‘What We Have Left’ by Aline Sax won De Boon 2025
What We Have Left by the Flemish author Aline Sax won De Boon for Children’s and Youth Literature 2025, the most prestigious Flemish prize for the best Dutch-language books. According to the jury, “this is a novel that does not shy away from brutality, yet resilience and an authentic voice take centre stage”.

Moving verse novel about the final days of WWII
It’s April 1945. Here and there, portraits of the Führer still hang on the walls of the ruins of Berlin, but the swastika flags are beginning to fray, and the Russians are close by. Henrike, a seventeen-year-old girl, lives with her mother and a whole host of neighbours in the cellar of their building. They are trying to survive in what remains of their city. Her younger brother still believes in victory, but she lost that hope a long time ago. When the Russians humiliate the German population by raping women and the central character is left to that same fate by her mother, she decides to flee.

Through the eyes of a German girl, Aline Sax arrestingly describes the horrors of war. She does so in short, measured, rhythmical sentences that slow the reader down and increase the impact. In filmic images, a reality unfolds that stresses the moral ambiguity of war. This haunting novel in verse looks at human beings from every angle, as cruel, courageous, cowardly, hopeful, but above all resilient.
Aline Sax offers a poignant impression of Berlin in the twilight of the Second World War, seen from the perspective of the defeated – a viewpoint rarely explored in youth literature. And what's more, it is written in free verse, a form that is quite unique in Dutch-language young adult fiction. This is a novel that does not shy away from brutality, yet resilience and an authentic voice take centre stage.The jury of De Boon for Children’s and Youth Literature
Interested?
- Read more about What We Have Left and Aline Sax
- Read an English sample of What We Have Left
De Boon
De Boon is a literary prize funded by the Flemish government for the best Dutch-language books published in Flanders and the Netherlands in 2024. Each year, the prize is awarded in two categories: one for fiction and nonfiction and one for children’s and youth literature. The laureates receive €50,000 and a custom-made ring. De Boon for Fiction and Nonfiction 2025 was awarded to 'Oroppa' by Dutch author Safae el Khannoussi.

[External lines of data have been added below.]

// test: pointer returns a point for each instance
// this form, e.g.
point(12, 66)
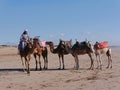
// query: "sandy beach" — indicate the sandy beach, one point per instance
point(13, 78)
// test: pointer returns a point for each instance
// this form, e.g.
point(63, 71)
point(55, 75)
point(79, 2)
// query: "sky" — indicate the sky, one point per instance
point(94, 20)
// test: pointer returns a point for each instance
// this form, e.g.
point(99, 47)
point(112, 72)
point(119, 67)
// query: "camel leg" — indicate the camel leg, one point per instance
point(40, 63)
point(63, 61)
point(35, 56)
point(77, 62)
point(59, 62)
point(100, 62)
point(23, 64)
point(27, 65)
point(97, 61)
point(109, 59)
point(46, 62)
point(109, 62)
point(92, 64)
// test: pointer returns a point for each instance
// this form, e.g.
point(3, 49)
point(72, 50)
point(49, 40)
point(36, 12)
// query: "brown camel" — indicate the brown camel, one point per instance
point(82, 48)
point(103, 48)
point(26, 54)
point(60, 50)
point(40, 51)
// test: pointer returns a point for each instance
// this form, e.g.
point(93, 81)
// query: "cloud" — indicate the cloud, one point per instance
point(51, 36)
point(87, 32)
point(62, 34)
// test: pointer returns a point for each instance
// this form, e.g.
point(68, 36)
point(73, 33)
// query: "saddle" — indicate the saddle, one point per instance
point(102, 45)
point(80, 46)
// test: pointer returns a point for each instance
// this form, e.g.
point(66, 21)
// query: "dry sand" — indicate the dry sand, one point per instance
point(13, 78)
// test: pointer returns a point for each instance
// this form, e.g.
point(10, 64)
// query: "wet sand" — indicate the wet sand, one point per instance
point(13, 78)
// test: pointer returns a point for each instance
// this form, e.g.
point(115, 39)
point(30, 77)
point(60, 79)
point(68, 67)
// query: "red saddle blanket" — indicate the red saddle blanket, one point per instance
point(102, 45)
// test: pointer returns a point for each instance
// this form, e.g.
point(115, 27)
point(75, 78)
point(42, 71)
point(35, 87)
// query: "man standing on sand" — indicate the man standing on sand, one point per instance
point(24, 38)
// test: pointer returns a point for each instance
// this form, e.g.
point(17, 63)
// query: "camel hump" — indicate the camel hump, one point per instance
point(102, 45)
point(43, 43)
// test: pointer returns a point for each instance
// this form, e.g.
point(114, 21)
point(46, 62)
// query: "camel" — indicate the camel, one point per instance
point(100, 49)
point(60, 50)
point(40, 51)
point(82, 48)
point(26, 54)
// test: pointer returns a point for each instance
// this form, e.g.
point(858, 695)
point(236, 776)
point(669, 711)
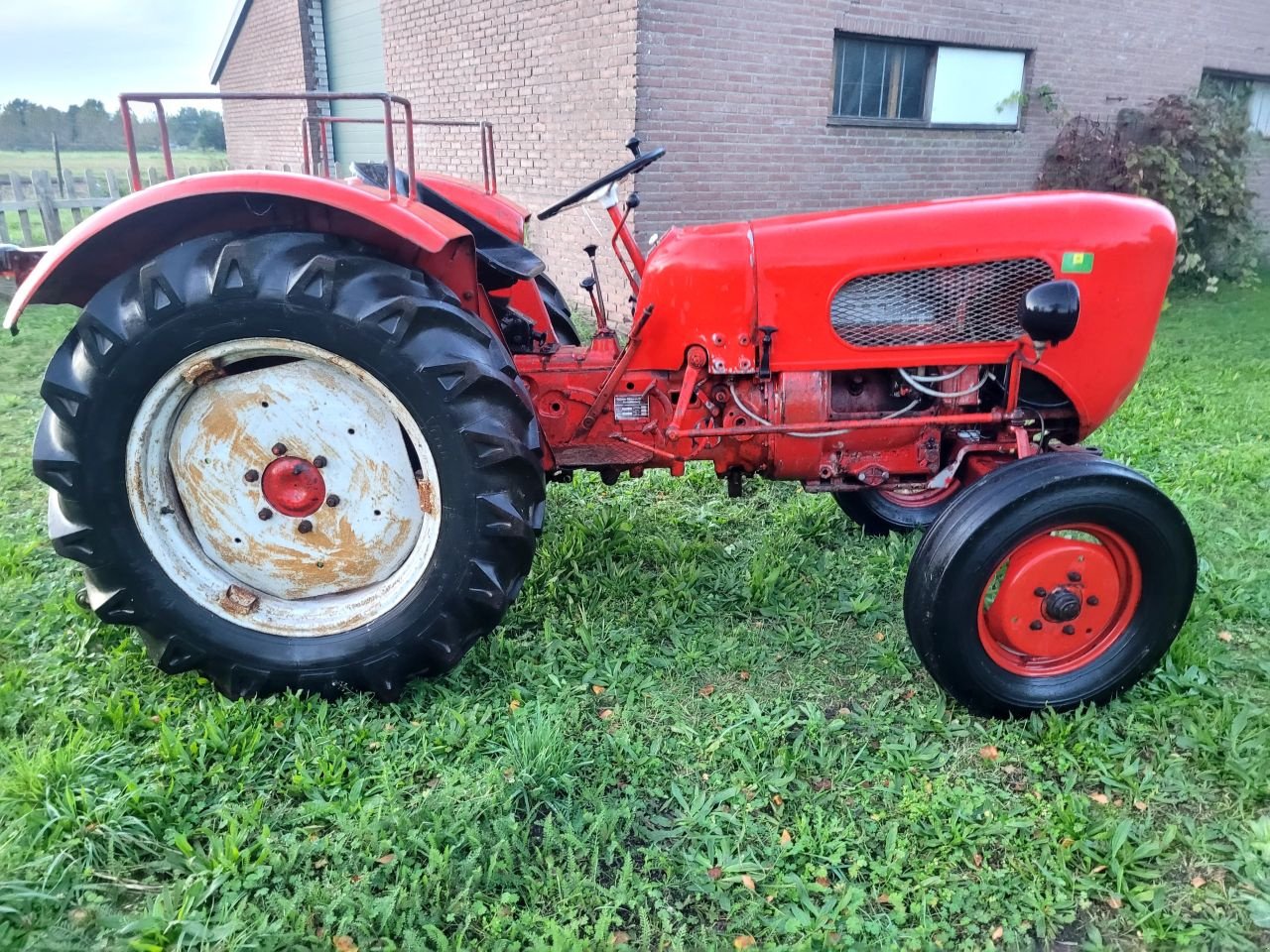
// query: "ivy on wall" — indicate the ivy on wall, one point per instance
point(1188, 153)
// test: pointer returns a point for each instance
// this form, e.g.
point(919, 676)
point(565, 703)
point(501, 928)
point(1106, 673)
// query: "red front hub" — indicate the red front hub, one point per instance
point(294, 486)
point(1060, 599)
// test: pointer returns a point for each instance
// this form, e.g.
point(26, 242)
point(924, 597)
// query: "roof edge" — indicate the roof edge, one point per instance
point(231, 31)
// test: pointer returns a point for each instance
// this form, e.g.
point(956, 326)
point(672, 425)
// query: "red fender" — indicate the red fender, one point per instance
point(144, 223)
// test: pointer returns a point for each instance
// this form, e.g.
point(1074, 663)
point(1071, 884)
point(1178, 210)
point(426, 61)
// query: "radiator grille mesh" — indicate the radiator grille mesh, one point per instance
point(965, 303)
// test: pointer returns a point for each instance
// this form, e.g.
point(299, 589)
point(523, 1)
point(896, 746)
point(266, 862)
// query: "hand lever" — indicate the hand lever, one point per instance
point(597, 295)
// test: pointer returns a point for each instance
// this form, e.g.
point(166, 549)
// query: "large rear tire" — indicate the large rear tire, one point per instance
point(1052, 581)
point(291, 465)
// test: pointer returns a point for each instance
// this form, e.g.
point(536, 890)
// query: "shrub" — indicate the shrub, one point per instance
point(1191, 155)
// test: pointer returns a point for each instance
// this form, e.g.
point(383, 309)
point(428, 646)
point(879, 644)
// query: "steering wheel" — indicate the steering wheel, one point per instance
point(639, 163)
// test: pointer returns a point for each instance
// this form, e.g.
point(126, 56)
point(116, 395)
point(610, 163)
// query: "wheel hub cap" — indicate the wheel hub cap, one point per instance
point(282, 535)
point(1062, 604)
point(1060, 599)
point(294, 486)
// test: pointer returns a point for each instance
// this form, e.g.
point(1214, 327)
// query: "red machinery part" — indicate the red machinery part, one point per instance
point(1060, 601)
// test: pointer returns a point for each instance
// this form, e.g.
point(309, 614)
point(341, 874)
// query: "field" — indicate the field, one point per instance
point(701, 726)
point(117, 162)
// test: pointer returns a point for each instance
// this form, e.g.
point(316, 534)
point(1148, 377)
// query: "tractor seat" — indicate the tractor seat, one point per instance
point(500, 262)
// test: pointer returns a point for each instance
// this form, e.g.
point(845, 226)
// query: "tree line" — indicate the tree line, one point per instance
point(28, 126)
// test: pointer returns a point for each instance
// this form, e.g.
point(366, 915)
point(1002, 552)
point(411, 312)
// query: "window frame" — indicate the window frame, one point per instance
point(928, 89)
point(1232, 76)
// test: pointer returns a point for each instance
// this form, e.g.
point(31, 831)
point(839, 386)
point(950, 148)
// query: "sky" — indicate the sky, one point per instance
point(62, 53)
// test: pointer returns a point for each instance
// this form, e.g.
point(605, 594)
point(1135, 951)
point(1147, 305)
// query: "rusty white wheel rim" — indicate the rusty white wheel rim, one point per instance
point(339, 468)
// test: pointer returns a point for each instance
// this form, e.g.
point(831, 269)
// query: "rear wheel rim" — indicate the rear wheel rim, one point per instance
point(1060, 599)
point(284, 488)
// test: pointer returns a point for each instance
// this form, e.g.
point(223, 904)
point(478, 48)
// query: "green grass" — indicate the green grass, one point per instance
point(117, 162)
point(80, 163)
point(575, 783)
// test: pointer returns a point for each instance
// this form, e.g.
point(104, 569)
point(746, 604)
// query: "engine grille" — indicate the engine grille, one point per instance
point(964, 303)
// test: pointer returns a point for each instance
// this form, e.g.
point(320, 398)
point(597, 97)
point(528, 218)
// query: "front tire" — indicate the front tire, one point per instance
point(1053, 581)
point(291, 465)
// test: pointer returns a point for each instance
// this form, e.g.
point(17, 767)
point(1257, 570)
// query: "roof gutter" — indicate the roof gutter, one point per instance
point(231, 31)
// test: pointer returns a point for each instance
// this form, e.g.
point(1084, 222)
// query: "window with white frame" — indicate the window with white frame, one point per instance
point(925, 84)
point(1255, 91)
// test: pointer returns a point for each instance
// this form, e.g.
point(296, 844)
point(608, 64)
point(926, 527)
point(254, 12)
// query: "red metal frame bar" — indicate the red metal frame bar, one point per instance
point(489, 175)
point(157, 100)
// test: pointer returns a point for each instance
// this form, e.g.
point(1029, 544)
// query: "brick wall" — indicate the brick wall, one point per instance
point(271, 54)
point(739, 94)
point(558, 79)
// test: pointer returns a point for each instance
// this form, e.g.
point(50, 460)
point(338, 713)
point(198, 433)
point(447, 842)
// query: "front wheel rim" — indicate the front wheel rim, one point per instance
point(1060, 599)
point(284, 488)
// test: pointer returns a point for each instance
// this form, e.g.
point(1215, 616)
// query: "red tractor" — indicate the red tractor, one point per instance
point(302, 430)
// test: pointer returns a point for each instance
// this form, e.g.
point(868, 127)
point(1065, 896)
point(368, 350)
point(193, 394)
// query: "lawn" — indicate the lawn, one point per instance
point(701, 722)
point(117, 162)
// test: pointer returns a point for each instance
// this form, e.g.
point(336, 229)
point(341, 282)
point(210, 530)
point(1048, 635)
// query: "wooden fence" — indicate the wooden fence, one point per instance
point(37, 209)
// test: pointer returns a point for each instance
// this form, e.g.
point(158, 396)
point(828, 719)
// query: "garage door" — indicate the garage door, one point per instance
point(354, 63)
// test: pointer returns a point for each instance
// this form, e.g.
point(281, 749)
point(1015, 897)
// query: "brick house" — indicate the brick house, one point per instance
point(765, 107)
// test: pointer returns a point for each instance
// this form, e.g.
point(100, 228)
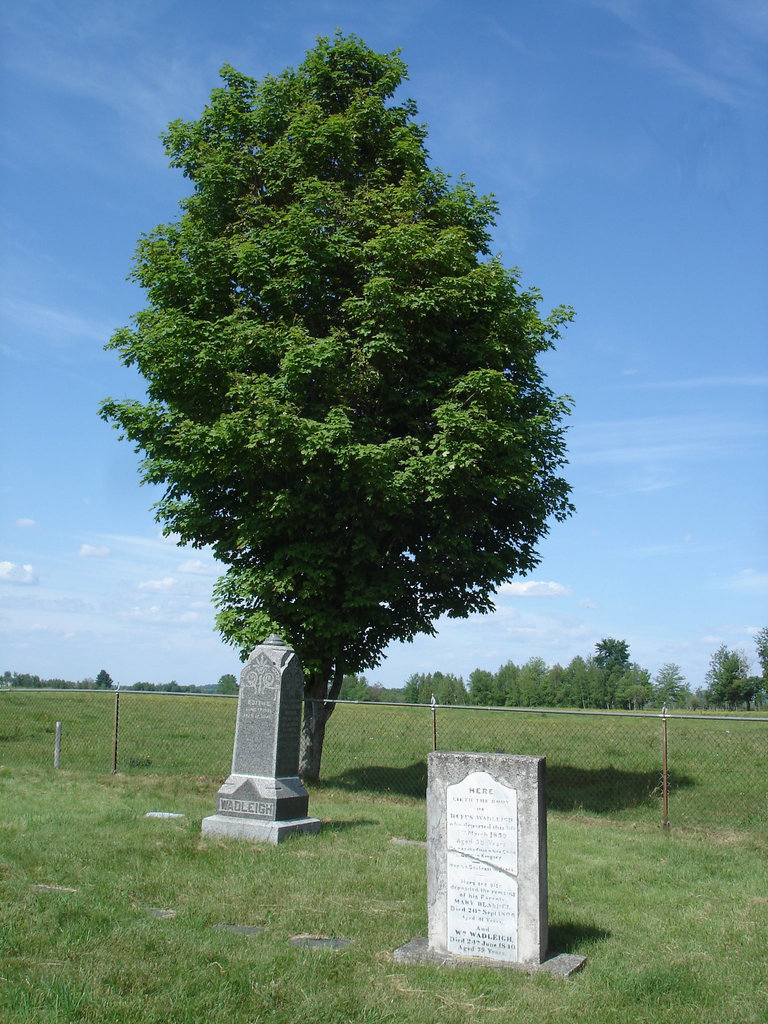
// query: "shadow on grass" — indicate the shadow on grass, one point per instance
point(570, 937)
point(333, 824)
point(601, 791)
point(596, 791)
point(410, 781)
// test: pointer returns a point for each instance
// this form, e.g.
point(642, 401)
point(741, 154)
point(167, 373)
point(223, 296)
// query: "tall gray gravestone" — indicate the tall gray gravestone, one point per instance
point(486, 864)
point(263, 799)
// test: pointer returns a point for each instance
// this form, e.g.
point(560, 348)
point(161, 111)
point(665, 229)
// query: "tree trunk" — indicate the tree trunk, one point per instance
point(318, 706)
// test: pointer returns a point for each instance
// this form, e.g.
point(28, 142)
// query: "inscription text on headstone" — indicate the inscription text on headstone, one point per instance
point(481, 868)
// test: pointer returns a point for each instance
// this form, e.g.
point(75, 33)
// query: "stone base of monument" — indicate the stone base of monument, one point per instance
point(261, 809)
point(418, 951)
point(257, 832)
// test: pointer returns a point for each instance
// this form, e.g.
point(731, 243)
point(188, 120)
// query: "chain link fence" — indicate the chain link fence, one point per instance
point(701, 770)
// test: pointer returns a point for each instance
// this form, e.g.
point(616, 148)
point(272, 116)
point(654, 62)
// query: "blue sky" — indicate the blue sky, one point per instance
point(626, 141)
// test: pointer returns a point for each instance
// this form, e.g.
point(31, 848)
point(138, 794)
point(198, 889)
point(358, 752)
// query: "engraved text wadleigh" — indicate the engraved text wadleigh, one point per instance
point(247, 808)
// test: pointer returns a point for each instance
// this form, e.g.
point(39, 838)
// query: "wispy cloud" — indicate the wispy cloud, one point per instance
point(15, 573)
point(56, 326)
point(196, 566)
point(534, 588)
point(724, 55)
point(749, 582)
point(704, 382)
point(167, 583)
point(93, 551)
point(659, 438)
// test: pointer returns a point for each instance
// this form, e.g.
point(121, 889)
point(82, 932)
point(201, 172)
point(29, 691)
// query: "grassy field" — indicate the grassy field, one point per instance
point(109, 916)
point(599, 765)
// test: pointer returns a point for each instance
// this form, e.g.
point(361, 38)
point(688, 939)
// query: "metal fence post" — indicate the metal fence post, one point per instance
point(117, 721)
point(665, 779)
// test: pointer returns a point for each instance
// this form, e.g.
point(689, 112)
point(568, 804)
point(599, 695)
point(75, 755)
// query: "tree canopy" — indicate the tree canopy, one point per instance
point(343, 394)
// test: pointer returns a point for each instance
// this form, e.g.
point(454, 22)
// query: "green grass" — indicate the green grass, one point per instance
point(599, 765)
point(674, 924)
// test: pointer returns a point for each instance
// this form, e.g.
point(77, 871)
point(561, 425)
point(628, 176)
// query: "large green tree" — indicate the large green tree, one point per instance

Besides the Jury Prize, De Boon also awards a Readers' Prize in both categories. Both Readers' Prizes were presented to books by Flemish authors this year:
- The Big Chicken Book by Evelien De Vlieger & Jan Hamstra received De Boon Readers' Prize for Children's and Youth Literature 2025.
- 'The Lives of Claus' by Mark Schaevers received De Boon Readers' Prize for Fiction & Nonfiction 2025.